Background information
- Origin: Cornwall, England
- Genres: folk, skiffle, klezmer, punk, surf, indie, blues, jazz
- Years active: 2000–present
- Website: juliangaskell.co.uk

= Julian Gaskell =

British musician

Julian Gaskell is a British multi-instrumentalist, band leader, composer and singer-songwriter, who spent several years writing, recording and performing in Manchester, and is now based in Falmouth, England. He has performed and recorded solo, as well as being a founder member of a number of bands, including Loafer, Icons of Poundland, Leigh Delamere & the Gordanos and Julian Gaskell and his Ragged Trousered Philanthropists.

== History ==
===Loafer and Icons of Poundland===
Gaskell studied Popular Music at the University of Salford and for a time played in the band Indigo Jones, leaving shortly after the release of their first single. In the early 2000s he performed and recorded extensively with two Manchester-based punk bands, Loafer and Icons of Poundland, alongside Ben Emissah on drums, Kester Jones on keyboards and guitar, and Alex Timewell who played bass. Loafer released much of their material independently via their own label Lipstick Head Records, including the album Care in the Community which they toured around the country.

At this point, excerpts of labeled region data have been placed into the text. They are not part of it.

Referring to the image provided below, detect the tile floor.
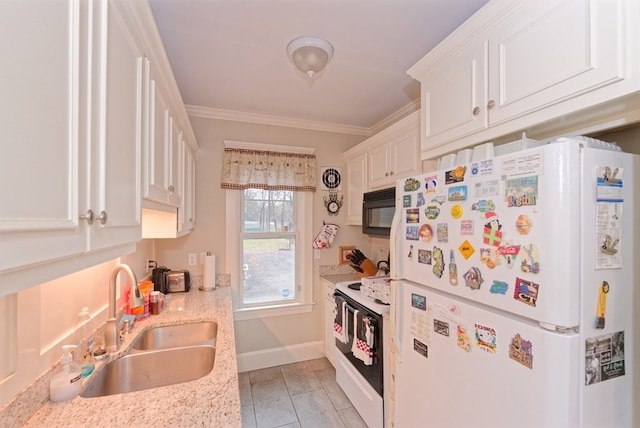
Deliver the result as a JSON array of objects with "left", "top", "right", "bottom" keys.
[{"left": 238, "top": 358, "right": 367, "bottom": 428}]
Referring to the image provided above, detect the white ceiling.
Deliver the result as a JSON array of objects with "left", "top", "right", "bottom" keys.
[{"left": 149, "top": 0, "right": 487, "bottom": 135}]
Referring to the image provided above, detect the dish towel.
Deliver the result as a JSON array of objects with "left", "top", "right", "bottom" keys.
[
  {"left": 333, "top": 296, "right": 349, "bottom": 343},
  {"left": 351, "top": 309, "right": 376, "bottom": 366}
]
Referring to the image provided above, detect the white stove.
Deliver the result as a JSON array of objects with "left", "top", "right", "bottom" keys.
[{"left": 336, "top": 281, "right": 390, "bottom": 315}]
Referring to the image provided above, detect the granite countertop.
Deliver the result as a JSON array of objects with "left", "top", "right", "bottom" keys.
[{"left": 25, "top": 287, "right": 241, "bottom": 427}]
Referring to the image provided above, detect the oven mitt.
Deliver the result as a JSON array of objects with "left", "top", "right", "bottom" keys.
[{"left": 313, "top": 223, "right": 340, "bottom": 248}]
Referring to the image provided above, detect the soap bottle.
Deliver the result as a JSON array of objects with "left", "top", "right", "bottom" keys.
[
  {"left": 49, "top": 345, "right": 82, "bottom": 401},
  {"left": 76, "top": 306, "right": 96, "bottom": 377}
]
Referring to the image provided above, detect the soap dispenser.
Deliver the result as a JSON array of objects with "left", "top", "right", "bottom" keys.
[{"left": 49, "top": 345, "right": 82, "bottom": 401}]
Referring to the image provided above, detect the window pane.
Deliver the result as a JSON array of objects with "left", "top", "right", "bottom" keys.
[
  {"left": 244, "top": 189, "right": 295, "bottom": 233},
  {"left": 242, "top": 235, "right": 296, "bottom": 303}
]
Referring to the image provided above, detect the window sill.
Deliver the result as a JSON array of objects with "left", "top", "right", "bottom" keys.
[{"left": 233, "top": 303, "right": 314, "bottom": 321}]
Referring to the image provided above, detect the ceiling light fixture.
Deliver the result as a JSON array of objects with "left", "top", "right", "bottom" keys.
[{"left": 287, "top": 36, "right": 333, "bottom": 77}]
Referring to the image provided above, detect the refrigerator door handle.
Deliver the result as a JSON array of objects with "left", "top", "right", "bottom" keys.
[{"left": 390, "top": 281, "right": 402, "bottom": 364}]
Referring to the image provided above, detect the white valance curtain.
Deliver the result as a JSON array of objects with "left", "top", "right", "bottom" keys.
[{"left": 221, "top": 146, "right": 316, "bottom": 192}]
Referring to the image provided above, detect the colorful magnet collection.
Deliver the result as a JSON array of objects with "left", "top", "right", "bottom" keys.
[{"left": 402, "top": 160, "right": 544, "bottom": 369}]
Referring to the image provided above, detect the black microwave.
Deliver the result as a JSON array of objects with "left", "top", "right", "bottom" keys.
[{"left": 362, "top": 187, "right": 396, "bottom": 237}]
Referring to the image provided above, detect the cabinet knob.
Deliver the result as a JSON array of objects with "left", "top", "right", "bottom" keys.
[
  {"left": 97, "top": 211, "right": 107, "bottom": 225},
  {"left": 80, "top": 210, "right": 94, "bottom": 226}
]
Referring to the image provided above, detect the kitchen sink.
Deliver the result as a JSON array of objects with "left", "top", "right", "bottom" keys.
[
  {"left": 131, "top": 321, "right": 218, "bottom": 352},
  {"left": 80, "top": 345, "right": 216, "bottom": 398}
]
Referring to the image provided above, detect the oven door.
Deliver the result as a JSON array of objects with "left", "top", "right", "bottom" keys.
[{"left": 334, "top": 291, "right": 384, "bottom": 397}]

Gaskell was a regular at Manchester venue Big Hands and Icons performed a residency there in 2003. Both acts featured prominent guitar work, as well as instrumental assistance (particularly on Hammond Organ and second guitar) from Kester Jones who has continued to contribute to Gaskell's recordings until the present day. During this period, he also worked as a producer for Tom Hingley and the Lovers, I Am Kloot, Fast Cars, Jackie-O, Moco, The Obsession, Loose Canon and Kirsty McGee.

===Solo and with the Ragged Trousered Philanthropists===
After relocating to Cornwall, Gaskell recorded and released the 17-track set, Technology Will Make Us Better, through Top of the Hill recordings in 2005. The record received favourable reviews among a number of publications such as Manchester Music and 247 Magazine.

In 2006 Thomas Sharpe (also of Zapoppin') began playing bass for Gaskell as one of his Ragged Trousered Philanthropists along with Kester Jones. The band (named after the novel by Robert Tressell) would later come to include Dan Pye on Guitar and Rory Pugh on drums as well as a number of other guest players. The band self-released two studio albums and a number of EPs and digital downloads between 2006 and 2009 receiving radio airplay from the BBC's Steve Lamacq, as well as positive reviews from fRoots and 247 Magazine.

===Theatre accompaniment and further solo work===
Post-Philanthropists, Gaskell has written and performed globally for Bash Street Theatre Company and Rogue Theatre. Gaskell joined Bash Street Theatre in 2009 when he composed and performed a silent movie piano soundtrack for the work 'The Lion Tamer', the recording of which was later released independently by Gaskell. Following his work on 'The Lion Tamer', he toured with the company in 2010 playing accordion in productions. In April 2011, Salford's Lowry Theatre hosted The Rogue Theatre for a run of their cabaret work 'The Dancer and the Devil' which featured music composed by and performed throughout by Gaskell. In January 2012 he self-released (with distribution assistance from Metronome) a new solo album: Kind Words From Home.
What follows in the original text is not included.